The Albertina Friday began exhibiting 295 works – including many milestones of modern art – from the private Batliner Collection.
The collection of Rita and Herbert Batliner consists of about 500 works and is regarded as one of Europe’s leading private collections. It can boast a who’s who of painting – Monet, Picasso, Chagall, Matisse and Lichtenstein, to name just a few.
The collection focuses on French impressionism and post-impressionism, fauvism, German expressionism and the Russian avant-garde movements, providing an amazing scope of 20th-century art.
The 78-year-old lawyer began collecting art by accident, when a client who could not pay his fees gave him a Toulouse-Lautrec instead. It was not easy for the collector to part with his collection for good, but in the end felt art could not be owned but was, by its nature, a public resource.

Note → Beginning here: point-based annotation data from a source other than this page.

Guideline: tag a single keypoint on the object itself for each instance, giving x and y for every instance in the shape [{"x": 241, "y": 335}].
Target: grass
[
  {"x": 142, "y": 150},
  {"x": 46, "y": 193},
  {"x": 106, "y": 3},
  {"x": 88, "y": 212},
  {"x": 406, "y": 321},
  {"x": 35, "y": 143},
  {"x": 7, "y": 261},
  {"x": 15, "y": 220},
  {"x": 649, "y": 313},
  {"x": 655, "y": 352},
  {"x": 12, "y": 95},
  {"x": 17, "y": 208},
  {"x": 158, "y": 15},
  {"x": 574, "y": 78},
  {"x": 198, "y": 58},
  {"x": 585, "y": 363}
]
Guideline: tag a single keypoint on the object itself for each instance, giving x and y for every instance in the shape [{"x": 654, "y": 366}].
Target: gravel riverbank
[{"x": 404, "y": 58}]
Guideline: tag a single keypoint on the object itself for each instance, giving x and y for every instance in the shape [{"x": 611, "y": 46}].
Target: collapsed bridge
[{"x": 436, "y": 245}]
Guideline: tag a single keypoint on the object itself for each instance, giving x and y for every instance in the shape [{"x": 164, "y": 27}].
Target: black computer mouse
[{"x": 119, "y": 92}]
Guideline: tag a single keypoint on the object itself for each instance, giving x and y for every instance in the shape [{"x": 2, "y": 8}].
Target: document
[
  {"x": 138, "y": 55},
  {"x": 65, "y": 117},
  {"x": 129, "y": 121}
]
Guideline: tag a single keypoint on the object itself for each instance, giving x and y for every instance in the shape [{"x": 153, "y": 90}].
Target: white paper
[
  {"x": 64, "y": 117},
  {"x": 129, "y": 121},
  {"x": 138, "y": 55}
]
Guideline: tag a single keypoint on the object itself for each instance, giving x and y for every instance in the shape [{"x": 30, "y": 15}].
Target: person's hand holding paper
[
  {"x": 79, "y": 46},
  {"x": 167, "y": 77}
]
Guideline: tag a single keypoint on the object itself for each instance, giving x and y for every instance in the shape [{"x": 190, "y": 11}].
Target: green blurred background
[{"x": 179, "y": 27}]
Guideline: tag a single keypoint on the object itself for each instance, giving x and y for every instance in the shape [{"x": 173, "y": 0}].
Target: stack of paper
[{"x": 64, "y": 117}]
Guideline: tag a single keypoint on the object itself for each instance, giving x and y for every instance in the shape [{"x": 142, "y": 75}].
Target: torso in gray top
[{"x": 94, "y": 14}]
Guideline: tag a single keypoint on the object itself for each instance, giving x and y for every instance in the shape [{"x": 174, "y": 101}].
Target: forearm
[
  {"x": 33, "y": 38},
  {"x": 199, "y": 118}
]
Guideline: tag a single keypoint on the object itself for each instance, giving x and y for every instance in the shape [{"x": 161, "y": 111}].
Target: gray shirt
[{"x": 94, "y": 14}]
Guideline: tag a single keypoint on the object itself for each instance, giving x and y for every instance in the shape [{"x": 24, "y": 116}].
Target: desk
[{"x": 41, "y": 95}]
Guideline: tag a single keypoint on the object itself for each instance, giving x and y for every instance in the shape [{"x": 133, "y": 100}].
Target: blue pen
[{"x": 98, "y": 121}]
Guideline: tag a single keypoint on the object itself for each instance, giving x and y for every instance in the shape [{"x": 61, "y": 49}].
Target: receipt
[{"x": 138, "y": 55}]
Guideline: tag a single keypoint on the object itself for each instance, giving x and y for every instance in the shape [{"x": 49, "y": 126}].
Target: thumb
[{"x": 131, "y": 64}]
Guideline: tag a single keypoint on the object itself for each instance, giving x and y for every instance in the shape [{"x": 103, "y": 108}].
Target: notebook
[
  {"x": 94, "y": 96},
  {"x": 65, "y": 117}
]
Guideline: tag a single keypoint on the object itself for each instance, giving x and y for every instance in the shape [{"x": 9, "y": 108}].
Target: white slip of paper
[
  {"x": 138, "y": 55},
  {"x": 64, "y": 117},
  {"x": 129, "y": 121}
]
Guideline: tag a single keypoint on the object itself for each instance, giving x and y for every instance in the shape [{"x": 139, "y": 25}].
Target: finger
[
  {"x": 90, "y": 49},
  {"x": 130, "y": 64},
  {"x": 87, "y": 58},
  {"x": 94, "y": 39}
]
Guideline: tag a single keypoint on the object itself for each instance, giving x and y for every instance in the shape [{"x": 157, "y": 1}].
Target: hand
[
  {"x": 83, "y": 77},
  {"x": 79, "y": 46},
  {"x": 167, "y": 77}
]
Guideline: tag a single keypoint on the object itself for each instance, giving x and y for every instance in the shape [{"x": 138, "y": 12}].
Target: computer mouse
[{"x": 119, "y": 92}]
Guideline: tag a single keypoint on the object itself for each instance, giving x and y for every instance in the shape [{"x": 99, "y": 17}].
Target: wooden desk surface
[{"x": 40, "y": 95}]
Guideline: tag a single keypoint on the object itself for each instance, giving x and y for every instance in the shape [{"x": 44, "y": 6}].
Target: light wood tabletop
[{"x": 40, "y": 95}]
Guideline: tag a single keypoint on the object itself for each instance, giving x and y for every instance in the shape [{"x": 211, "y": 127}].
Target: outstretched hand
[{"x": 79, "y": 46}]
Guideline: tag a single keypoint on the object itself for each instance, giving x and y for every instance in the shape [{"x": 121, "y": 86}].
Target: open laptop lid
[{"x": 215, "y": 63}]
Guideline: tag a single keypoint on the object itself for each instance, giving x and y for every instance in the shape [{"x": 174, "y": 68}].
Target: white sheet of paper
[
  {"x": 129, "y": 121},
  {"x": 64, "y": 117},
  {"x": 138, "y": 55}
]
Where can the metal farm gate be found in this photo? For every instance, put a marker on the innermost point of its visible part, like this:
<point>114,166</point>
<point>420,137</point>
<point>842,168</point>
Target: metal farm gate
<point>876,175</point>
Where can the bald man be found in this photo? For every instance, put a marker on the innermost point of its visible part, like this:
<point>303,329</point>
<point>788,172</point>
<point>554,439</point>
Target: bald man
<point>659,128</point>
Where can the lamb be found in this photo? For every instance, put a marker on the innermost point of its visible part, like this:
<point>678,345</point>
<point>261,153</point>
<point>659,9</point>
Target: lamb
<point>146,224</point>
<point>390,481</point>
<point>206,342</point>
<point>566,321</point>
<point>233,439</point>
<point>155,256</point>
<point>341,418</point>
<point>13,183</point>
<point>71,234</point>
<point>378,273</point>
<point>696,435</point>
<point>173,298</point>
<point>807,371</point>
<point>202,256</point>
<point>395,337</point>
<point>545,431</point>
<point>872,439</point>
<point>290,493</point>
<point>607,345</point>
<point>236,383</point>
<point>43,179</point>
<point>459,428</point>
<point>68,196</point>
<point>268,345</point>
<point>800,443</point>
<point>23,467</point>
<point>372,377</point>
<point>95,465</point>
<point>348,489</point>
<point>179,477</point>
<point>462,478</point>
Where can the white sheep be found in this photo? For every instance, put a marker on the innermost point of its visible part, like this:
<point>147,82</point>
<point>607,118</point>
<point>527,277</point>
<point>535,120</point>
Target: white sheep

Getting the collection as a permanent loan, the Albertina got the nod over several other high-profile competitors such as New York’s Guggenheim Museum or Salzburg’s Museum der Moderne.
“We are as happy as if we had just won the lottery jackpot,” Albertina director Klaus Albrecht Schroeder said.
“It is not its quality that makes this exhibition in the Albertina unique, but the fact that this collection changes the museum,” Schroeder told journalists Friday.
With the impressive Batliner Collection, the Albertina has finished its repositioning process from a collection of graphics to a museum of modern art. Up to now, the Albertina’s collection consisted mainly of graphics, drawings and photos. This repositioning also sends impulses through Austria’s museum scene, “closing a gap,” as Schroeder said.
The country’s art museums are heavy on old masters and the Vienna expressionism focusing on Klimt or Schiele, with classic modernism sorely missing. This vacuum led to Austrians feeling alienated by modern art, not understanding it.
Schroeder received the collection from the Liechtenstein-based couple as a permanent loan, retractable only after at least 10 years. The only conditions attached concern restoration and conservation of the works, as well as the obligation to make it accessible to the public. Experts estimate its worth to be several hundred million euros.
High-points in the show, which feels like a walk-in art lesson, are a late version of Monet’s waterlilies, dating from 1917, a Renoir portrait, Robert Delaunay’s Nude and Ibises and examples of Picasso’s late work.
As a follow up to ‘From Monet to Picasso’, the Albertina will show ‘From Andy Warhol to Anselm Kiefer’ from Nov 12 onwards.